Honesty Bound
Tragic doesn't begin to describe the recent setbacks in singer/songwriter Jennifer O'Connor's personal life. First, her half-sister, Mari, died at age 41 in a car accident a few years back. Her sister, Heather, survived skin cancer, only to succumb this February to brain cancer at the age of 33. On top of all that, she ended a long-term relationship during the past year.
It's not surprising that the 32-year-old Connecticut native has addressed her personal loss in her new songs-this is territory ripe for a singer/songwriter to explore-but it's exceptional that she has done so without wallowing in self-pity and grief-ridden angst. She strums out simple, sparse and honestly reflective songs on her new disc, Over The Mountain, Across The Valley and Back To The Stars (Matador).
"I wrote it all last summer and then recorded it over the winter," she says. "All the songs are about a very specific time period in my life." For example, "I'll Bring It Home" was written for her sister while she was sick with brain cancer.
"I don't plan to write a specific song," she explains. "Whatever is going on in my head just subconsciously comes out. I think that's organically what happened: Things were swimming around in my brain and came out in my songs."
Comprehending her father's pain was the hardest part for O'Connor, so she relied heavily on empathy and observation to understand his sense of loss, which she captures in the song "Sister" about her sister Mari's death and how she and her father dealt with it.
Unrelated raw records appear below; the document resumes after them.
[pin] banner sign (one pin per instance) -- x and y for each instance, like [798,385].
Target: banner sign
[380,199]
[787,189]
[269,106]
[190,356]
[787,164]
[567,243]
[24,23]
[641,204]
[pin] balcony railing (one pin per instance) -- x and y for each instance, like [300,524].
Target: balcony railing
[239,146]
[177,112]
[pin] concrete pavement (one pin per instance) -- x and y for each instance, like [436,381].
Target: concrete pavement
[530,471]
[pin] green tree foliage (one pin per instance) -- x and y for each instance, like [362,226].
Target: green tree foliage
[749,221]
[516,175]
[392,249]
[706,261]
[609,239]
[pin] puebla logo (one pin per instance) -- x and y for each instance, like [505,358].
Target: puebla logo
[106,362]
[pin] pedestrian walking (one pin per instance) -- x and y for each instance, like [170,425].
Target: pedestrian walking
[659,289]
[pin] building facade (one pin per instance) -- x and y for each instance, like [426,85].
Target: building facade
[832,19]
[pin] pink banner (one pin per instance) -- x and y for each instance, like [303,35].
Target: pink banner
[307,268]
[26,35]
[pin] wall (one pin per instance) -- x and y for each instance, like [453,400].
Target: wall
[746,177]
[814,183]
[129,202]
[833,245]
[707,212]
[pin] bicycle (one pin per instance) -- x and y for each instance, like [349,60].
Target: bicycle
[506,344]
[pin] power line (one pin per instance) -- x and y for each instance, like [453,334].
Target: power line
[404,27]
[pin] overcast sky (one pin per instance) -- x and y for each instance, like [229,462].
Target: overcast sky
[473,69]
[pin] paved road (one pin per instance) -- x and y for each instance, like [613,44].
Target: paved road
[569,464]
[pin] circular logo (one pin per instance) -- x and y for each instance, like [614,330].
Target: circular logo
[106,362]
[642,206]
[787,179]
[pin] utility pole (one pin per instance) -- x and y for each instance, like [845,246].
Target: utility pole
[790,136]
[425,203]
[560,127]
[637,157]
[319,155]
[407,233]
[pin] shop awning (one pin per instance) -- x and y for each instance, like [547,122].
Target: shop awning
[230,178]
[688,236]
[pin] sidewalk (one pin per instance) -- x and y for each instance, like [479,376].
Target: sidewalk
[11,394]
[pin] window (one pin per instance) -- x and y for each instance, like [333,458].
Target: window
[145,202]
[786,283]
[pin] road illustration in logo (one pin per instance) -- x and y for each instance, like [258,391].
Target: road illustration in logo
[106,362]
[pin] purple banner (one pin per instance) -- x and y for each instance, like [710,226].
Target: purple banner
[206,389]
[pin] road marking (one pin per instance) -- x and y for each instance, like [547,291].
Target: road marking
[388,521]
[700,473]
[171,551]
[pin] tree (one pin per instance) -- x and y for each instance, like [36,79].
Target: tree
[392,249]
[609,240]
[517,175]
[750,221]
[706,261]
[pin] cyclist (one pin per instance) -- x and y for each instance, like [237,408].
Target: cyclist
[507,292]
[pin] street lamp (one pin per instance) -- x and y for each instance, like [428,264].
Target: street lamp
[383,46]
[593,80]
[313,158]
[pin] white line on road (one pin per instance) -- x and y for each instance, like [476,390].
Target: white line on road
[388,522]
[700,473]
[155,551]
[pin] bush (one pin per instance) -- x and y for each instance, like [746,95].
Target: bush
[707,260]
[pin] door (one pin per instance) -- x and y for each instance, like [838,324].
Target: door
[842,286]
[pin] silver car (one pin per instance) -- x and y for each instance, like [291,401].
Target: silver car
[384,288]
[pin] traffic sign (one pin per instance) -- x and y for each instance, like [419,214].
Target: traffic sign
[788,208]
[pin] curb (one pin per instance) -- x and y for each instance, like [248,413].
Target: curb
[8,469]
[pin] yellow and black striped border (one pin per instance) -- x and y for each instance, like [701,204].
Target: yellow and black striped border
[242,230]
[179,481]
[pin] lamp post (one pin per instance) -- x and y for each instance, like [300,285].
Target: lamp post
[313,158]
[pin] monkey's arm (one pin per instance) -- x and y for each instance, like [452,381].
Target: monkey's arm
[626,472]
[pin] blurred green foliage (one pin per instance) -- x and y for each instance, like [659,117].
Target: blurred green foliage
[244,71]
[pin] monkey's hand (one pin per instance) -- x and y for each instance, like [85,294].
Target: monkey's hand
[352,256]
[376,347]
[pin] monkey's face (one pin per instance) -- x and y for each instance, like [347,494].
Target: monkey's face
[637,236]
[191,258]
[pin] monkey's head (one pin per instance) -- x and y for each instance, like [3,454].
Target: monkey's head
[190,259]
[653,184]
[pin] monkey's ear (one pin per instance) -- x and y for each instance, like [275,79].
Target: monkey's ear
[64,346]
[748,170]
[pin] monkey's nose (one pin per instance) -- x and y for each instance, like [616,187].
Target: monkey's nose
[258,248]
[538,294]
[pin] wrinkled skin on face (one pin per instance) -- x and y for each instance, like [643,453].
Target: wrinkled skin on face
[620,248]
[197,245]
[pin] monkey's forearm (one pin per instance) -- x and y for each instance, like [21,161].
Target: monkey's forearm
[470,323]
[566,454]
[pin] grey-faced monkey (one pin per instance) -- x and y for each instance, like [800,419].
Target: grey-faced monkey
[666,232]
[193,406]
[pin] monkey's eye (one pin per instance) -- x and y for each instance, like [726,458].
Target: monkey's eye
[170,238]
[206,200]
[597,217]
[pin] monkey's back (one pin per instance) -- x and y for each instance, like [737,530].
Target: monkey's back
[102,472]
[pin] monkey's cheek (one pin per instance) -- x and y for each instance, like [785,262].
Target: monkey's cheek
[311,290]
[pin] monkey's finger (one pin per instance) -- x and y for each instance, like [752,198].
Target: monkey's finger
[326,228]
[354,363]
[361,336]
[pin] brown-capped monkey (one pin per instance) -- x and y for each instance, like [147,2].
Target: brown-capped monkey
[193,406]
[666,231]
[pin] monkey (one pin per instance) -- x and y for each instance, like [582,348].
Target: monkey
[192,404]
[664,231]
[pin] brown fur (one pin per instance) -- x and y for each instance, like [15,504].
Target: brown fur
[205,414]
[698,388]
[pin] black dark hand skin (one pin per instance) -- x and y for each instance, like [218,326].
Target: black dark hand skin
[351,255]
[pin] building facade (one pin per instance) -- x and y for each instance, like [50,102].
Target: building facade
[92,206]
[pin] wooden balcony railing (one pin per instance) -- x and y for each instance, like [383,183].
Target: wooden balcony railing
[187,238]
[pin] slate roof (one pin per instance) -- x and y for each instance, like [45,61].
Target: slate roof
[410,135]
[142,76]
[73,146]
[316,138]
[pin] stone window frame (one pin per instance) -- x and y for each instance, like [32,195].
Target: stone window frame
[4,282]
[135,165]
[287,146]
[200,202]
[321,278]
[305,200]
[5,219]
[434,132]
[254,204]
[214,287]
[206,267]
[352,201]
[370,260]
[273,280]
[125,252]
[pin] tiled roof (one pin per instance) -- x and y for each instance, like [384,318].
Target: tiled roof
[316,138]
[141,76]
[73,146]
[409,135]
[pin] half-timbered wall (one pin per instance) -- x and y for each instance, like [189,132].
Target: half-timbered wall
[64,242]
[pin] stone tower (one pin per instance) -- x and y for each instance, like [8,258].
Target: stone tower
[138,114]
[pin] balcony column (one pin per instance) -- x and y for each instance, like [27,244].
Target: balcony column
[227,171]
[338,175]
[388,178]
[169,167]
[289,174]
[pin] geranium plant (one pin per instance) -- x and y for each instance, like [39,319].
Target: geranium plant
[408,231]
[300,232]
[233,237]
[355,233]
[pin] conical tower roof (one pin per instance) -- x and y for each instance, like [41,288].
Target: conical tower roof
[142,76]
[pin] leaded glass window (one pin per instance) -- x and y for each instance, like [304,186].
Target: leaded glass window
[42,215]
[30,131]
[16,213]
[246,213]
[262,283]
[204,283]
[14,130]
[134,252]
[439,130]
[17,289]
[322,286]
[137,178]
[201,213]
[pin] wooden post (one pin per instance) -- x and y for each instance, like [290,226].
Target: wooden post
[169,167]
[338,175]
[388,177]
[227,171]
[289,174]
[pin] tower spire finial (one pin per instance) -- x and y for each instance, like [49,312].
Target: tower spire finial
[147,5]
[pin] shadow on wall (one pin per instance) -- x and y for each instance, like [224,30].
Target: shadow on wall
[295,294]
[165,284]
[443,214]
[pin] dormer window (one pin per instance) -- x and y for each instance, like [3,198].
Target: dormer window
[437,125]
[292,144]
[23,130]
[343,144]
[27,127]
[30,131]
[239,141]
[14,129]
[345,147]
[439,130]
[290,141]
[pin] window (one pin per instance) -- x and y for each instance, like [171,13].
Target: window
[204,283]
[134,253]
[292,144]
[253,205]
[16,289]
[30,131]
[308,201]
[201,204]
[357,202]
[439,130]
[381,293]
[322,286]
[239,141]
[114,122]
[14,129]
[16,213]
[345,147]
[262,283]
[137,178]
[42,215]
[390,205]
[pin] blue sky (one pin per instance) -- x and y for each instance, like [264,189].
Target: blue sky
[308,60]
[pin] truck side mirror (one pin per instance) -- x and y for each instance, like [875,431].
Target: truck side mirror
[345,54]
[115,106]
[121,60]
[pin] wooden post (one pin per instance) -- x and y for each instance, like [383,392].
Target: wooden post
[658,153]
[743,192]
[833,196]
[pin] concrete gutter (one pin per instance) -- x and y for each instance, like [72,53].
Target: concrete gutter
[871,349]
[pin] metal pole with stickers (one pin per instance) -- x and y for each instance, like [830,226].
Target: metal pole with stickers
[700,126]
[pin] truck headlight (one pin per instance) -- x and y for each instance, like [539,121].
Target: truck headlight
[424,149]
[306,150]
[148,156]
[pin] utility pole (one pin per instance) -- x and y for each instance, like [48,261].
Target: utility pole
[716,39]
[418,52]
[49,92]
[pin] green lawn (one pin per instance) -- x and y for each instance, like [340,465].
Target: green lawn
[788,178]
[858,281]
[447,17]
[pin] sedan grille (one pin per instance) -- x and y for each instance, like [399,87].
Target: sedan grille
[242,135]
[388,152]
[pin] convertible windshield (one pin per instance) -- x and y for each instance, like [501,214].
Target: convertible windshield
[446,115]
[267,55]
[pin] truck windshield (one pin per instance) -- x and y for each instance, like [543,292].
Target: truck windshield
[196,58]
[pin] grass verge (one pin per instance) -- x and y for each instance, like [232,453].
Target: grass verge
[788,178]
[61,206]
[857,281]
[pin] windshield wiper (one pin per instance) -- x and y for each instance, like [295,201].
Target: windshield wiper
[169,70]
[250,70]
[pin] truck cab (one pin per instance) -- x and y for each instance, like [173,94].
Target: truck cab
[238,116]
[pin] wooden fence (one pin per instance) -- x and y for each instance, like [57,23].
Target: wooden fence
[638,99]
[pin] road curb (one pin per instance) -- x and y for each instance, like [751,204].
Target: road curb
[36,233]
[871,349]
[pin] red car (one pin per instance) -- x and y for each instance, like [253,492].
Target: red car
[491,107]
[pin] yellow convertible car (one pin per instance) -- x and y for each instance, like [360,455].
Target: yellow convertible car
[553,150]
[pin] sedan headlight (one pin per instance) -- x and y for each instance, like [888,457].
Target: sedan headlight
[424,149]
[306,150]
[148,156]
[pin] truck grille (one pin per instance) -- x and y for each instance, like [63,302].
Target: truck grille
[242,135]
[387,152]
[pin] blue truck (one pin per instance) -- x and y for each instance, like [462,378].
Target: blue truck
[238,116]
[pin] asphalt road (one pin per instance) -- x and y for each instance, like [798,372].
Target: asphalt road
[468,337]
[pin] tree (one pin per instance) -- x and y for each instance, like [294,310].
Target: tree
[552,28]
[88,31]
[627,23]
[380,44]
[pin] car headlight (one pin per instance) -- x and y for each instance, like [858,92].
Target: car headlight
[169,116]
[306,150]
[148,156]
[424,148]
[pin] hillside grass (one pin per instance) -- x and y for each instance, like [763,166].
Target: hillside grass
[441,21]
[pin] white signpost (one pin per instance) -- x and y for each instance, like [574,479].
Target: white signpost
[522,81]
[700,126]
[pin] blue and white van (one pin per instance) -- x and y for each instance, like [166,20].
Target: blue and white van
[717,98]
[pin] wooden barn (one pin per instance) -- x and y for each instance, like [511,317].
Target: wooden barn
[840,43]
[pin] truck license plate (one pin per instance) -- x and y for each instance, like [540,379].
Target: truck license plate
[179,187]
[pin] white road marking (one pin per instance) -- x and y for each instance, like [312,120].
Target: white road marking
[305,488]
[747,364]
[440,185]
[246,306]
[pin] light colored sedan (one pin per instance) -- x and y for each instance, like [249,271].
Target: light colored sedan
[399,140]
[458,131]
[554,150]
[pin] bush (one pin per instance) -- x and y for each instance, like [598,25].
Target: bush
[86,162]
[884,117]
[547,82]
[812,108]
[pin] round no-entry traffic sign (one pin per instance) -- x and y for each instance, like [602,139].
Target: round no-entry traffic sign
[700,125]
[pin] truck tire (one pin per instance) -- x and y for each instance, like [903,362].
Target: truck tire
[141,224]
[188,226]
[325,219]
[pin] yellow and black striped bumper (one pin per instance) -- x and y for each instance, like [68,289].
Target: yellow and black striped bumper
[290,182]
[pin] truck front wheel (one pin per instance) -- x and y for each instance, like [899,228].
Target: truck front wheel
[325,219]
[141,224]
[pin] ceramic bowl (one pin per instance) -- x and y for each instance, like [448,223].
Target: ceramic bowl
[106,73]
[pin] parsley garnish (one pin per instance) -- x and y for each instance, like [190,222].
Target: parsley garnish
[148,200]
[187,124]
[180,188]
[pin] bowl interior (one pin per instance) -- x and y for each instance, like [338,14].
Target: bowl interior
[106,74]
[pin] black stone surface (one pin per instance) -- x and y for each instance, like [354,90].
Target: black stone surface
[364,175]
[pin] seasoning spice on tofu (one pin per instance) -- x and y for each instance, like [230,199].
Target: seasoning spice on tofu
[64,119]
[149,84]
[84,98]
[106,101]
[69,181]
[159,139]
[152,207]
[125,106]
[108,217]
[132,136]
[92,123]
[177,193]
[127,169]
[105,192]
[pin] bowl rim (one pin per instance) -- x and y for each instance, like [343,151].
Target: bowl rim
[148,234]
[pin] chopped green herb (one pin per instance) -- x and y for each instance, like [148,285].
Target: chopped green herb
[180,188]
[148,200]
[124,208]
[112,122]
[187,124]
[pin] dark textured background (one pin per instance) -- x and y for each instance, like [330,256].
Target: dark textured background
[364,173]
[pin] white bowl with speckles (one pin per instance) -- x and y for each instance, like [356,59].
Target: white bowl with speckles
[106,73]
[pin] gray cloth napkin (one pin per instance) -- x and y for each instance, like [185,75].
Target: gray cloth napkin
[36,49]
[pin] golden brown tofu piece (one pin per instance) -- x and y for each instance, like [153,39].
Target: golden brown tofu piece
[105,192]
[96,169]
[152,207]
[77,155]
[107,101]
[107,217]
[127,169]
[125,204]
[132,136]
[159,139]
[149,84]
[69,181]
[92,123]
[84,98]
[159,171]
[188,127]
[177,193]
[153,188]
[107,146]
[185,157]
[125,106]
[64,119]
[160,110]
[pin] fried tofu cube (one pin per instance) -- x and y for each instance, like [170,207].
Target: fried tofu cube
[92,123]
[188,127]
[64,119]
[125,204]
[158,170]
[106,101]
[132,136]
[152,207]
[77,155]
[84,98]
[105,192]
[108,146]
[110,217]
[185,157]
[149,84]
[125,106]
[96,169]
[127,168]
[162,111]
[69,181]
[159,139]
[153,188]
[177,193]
Despite recent setbacks in her personal life, O'Connor's no slacker. Since earning an English degree from Emory University in 1995, she's worked at a used record store, performed with an Atlanta punk band called Violet, played solo open mic shows, worked in promotions at New York's Knitting Factory, moved to Tampa to record her debut, full-length CD (Truth Love Work), returned to New York to do two additional CDs and appeared at Austin's SXSW a year ago.
It's hard work to drum up an audience for songs about heartbreak and loneliness. At last for O'Connor, all that hard work has paid off with an album that manages to deliver excellent, heartfelt folk-pop songs from beginning to end.